Kudos to the Centers for Disease Control and Prevention for tracking down the deadly contaminant in the widely used intravenous blood thinner heparin early this year, as just detailed in the New England Journal of Medicine. Working closely with the Food and Drug Administration, local and state public health officials, and a team of researchers, the CDC found that certain lots of heparin were adulterated with a heparin-like compound, oversulfated chondroitin sulfate.
The adulterated product found its way around the world, into at least 21 dialysis facilities and some heart clinics in at least 11 states. Once it was identified, there was an extensive recall by producer Baxter Healthcare, and the deadly problem stopped. But only after numerous acute drug reactions and close to 100—or perhaps more—deaths.
The medical saga outlined how effective this nation can be at finding and treating a major illness. But what about prevention? We can't ignore the root cause of the problem. The raw heparin was harvested from the inside of pig intestines on small rural farms in China, passed off through a string of small, unregulated, uninspected factories and then on to larger Chinese packaging plants for export to the United States. In fact, the raw heparin product passed through so many hands that it's been virtually impossible to determine when, how, and why the contaminant found its way into the heparin batches that were sold to Baxter, which formulated it into the finished drug.

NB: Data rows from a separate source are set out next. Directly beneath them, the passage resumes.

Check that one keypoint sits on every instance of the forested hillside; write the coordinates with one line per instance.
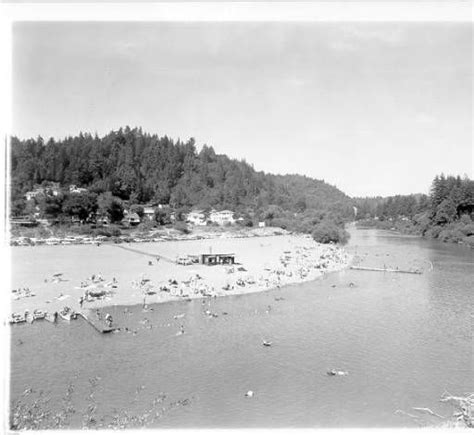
(447, 213)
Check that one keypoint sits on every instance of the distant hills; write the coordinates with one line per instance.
(138, 167)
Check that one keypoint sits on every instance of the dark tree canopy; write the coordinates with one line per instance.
(140, 168)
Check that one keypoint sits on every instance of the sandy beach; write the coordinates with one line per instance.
(134, 273)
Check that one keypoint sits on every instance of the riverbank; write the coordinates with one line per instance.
(66, 236)
(132, 273)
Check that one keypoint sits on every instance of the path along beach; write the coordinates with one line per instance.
(131, 274)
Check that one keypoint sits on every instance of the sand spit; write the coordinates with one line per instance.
(58, 276)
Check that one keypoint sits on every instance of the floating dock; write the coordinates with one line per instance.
(377, 269)
(98, 326)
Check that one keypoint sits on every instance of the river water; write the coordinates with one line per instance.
(403, 339)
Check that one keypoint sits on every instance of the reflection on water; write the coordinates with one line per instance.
(404, 339)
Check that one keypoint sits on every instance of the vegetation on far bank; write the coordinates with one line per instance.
(445, 214)
(128, 169)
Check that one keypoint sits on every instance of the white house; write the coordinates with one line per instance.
(74, 189)
(34, 193)
(196, 217)
(149, 212)
(222, 217)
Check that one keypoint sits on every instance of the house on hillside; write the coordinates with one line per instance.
(38, 191)
(131, 219)
(149, 212)
(196, 217)
(74, 189)
(102, 219)
(222, 217)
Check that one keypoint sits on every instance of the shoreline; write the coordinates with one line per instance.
(263, 264)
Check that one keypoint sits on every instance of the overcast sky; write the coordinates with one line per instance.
(375, 109)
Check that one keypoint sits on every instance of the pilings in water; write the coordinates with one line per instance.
(378, 269)
(148, 254)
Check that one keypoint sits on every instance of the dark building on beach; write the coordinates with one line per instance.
(214, 259)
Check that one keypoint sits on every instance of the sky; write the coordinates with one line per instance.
(373, 108)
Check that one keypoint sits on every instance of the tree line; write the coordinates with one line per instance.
(128, 167)
(446, 213)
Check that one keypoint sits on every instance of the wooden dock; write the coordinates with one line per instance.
(378, 269)
(97, 325)
(148, 254)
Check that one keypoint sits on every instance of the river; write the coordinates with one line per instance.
(403, 339)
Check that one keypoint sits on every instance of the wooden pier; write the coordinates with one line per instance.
(98, 326)
(378, 269)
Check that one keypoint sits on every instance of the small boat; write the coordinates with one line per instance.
(336, 372)
(39, 315)
(17, 318)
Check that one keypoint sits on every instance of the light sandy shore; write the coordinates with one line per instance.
(269, 262)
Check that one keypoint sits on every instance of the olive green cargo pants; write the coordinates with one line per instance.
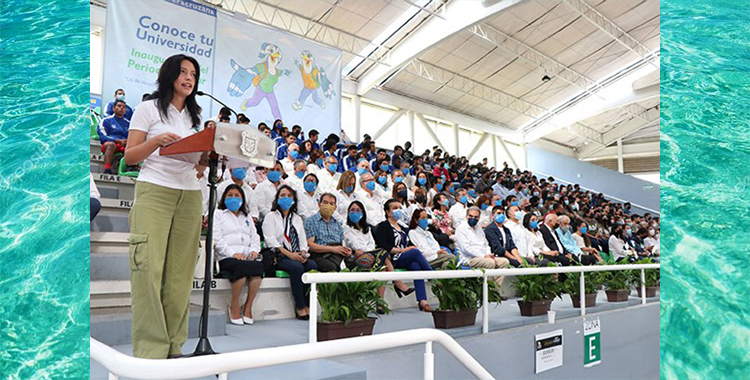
(165, 226)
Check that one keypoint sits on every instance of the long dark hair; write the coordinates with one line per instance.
(243, 206)
(362, 224)
(168, 74)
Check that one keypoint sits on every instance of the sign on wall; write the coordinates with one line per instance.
(592, 343)
(141, 34)
(549, 350)
(268, 74)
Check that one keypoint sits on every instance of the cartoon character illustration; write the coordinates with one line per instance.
(263, 76)
(313, 78)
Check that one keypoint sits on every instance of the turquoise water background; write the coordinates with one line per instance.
(705, 189)
(44, 234)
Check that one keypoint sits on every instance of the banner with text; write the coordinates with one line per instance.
(141, 34)
(269, 74)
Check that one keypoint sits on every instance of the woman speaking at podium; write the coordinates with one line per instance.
(165, 219)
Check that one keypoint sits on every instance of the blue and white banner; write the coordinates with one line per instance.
(268, 74)
(141, 34)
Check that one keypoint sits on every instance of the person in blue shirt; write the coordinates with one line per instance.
(113, 134)
(119, 95)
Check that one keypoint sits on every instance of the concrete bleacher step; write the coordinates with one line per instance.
(113, 325)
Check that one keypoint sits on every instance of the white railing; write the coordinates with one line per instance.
(119, 364)
(318, 278)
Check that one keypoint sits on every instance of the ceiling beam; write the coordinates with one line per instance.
(458, 16)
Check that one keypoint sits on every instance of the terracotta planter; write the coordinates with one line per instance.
(590, 300)
(337, 330)
(448, 319)
(532, 308)
(617, 295)
(650, 291)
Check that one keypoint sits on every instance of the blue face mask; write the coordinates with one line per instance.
(398, 214)
(274, 176)
(310, 186)
(500, 218)
(239, 173)
(233, 204)
(355, 217)
(285, 203)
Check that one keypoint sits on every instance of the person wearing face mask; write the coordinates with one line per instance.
(325, 236)
(237, 177)
(110, 110)
(473, 248)
(289, 160)
(371, 199)
(423, 239)
(266, 190)
(284, 230)
(393, 237)
(458, 210)
(236, 248)
(308, 196)
(346, 192)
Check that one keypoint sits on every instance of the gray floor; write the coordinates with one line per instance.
(291, 331)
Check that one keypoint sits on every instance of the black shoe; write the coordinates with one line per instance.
(400, 293)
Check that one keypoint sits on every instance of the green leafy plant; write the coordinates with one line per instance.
(572, 284)
(459, 294)
(347, 301)
(618, 279)
(537, 287)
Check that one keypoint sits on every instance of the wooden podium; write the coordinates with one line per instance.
(239, 142)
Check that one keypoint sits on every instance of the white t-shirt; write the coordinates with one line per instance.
(163, 170)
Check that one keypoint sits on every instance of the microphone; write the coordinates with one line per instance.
(201, 93)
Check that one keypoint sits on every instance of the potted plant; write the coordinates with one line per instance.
(618, 284)
(345, 308)
(538, 291)
(459, 299)
(592, 283)
(652, 279)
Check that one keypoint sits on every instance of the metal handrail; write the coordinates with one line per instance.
(119, 364)
(319, 278)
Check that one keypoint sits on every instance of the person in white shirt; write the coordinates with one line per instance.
(308, 197)
(294, 178)
(236, 248)
(458, 210)
(288, 161)
(237, 177)
(473, 248)
(266, 190)
(284, 230)
(345, 193)
(371, 199)
(423, 239)
(329, 178)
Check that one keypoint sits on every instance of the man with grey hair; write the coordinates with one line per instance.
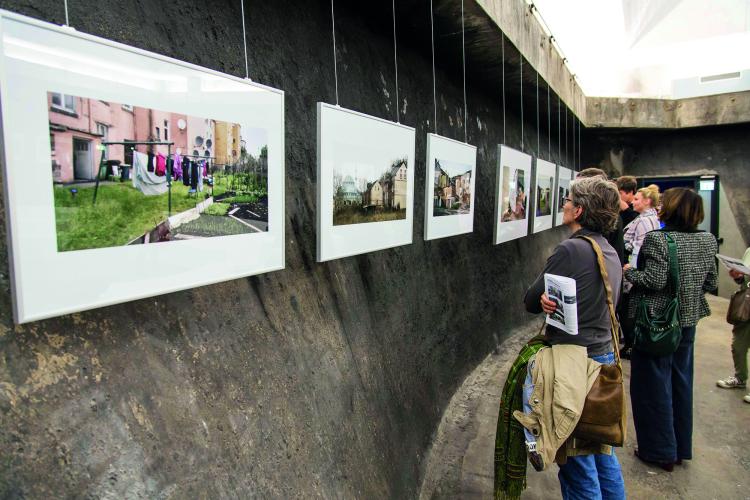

Forget the fancy packaging, the pretty vials that all look alike. A product is no better than its ingredients. And one thing the heparin scandal should teach us is that we do not have adequate controls or oversight over the raw ingredients in this and many other of our medicines that are billed as safe and effective. China is a major source of active drug components and also is poised to enter in a big way the manufacturing of finished generic drugs.
The Government Accountability Office has tried hard to bring attention to a regulatory double standard in which drug-making facilities in the United States undergo extensive and regular FDA scrutiny while foreign plants doing the same thing face minimal inspection or oversight. The GAO made recommendations to the FDA as recently as September in a report on what needs to be done. Among them: know which plants are doing what, properly inspect them, and follow up to be sure deficiencies that come to light are addressed.
In a way, the country dodged a bullet with heparin. Baxter sold more than 10 million doses of the drug to distributors over the three-month period in which the clusters of adverse reactions were popping up. (Heparin is a critical drug used in renal dialysis, during open-heart operations, to prevent and treat blood clots in the legs and lungs, and even during pregnancy for women who need blood thinning.) The number of lots contaminated and people tragically harmed is still a small percentage of these total numbers. But next time it might not be so easy to track down the problem, or to contain it.
The FDA responded to the GAO report with a white flag of surrender. Though the agency has increased inspections and put permanent boots on the ground in China, it still claims that it's impossible to inspect or oversee the foreign facilities making drugs or their ingredients for the U.S. market with the same attention and rigor as is required for domestic plants. And in places like China, where the facilities are often in obscure rural areas and the language barrier formidable, the difficulties are only aggravated.
In short, the FDA does not have the people, the information systems, or other means to meet the global challenge of regulating America's drugs when they're not made in America. How many more heparin scandals do we need before we figure out what to do?